Chaos On The Cain Train?

The New York Times interviews several former staffers for Herman Cain’s campaign, and they tell a story of a campaign that seems more like a massive exercise in ego-stroking than anything serious:

If Herman Cain feels his management skills are up to any challenge, some of his former staff members think he should have started with the disorder in his own campaign.

Mr. Cain has hardly shown up in New Hampshire and Iowa, they said, spending the bulk of his time on a book tour through the South. He occasionally mishandled potential big donors or ignored real voters. His campaign churned through the small staff; last week, his campaign announced the appointment of the veteran campaigner Steve Grubbs, his third Iowa leader in four months.

Even bumper stickers have been hard to come by.

And then there was that e-mail to the staff about traveling in a car with Mr. Cain: “Do not speak to him unless you are spoken to,” the memo said.

“I found it odd,” said a former staff member who liked to prep Mr. Cain for appearances while driving. The aide, who spoke on the condition of anonymity, quit not long afterward, citing the e-mail as one of the deciding factors.

Mr. Cain’s campaign has generated much promise since it began over the summer. A former business executive rises improbably from anonymity to the top of the polls, using the strength of his speechmaking, folksy charm and catchy policy plans.

But Mr. Cain’s campaign may have undermined itself with questionable decisions and a series of missteps, which have led to the impression that the candidate lacks focus and preparation.

Mr.
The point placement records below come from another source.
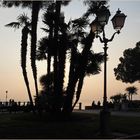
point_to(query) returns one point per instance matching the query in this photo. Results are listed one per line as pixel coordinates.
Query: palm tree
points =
(131, 91)
(36, 6)
(93, 67)
(117, 98)
(24, 22)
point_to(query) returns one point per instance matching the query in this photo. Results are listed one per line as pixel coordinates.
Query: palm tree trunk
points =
(80, 70)
(79, 89)
(57, 97)
(25, 32)
(35, 12)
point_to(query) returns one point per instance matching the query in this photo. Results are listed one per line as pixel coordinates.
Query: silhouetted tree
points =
(129, 68)
(77, 72)
(35, 6)
(131, 91)
(23, 21)
(117, 98)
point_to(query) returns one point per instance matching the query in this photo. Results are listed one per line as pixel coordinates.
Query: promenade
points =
(113, 113)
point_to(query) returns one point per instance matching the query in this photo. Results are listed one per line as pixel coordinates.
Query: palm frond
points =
(45, 30)
(15, 25)
(23, 18)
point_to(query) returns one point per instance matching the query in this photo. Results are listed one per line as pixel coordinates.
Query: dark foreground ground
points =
(80, 125)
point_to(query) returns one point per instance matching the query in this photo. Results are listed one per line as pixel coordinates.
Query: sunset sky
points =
(11, 78)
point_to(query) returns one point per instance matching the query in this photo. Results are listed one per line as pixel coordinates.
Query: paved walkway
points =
(114, 113)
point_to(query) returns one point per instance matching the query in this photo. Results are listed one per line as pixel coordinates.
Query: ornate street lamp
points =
(97, 26)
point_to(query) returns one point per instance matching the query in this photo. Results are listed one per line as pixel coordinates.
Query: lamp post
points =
(98, 26)
(6, 95)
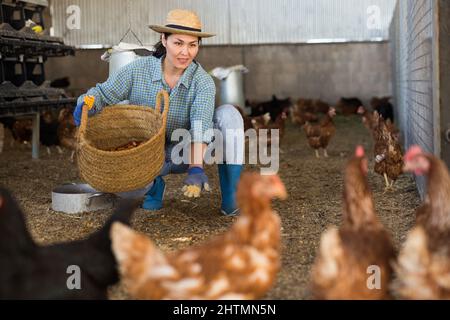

Cain has made several contradictory, and sometimes befuddling, remarks on abortion and foreign policy, which have forced him to spend days clarifying and defending himself.

This week, an online video became an instant punch line, so untraditional that Mr. Cain faced questions about whether the video was a parody, given its low production values and a sequence in which Mr. Cain’s campaign manager takes a long drag on his cigarette and the candidate grins.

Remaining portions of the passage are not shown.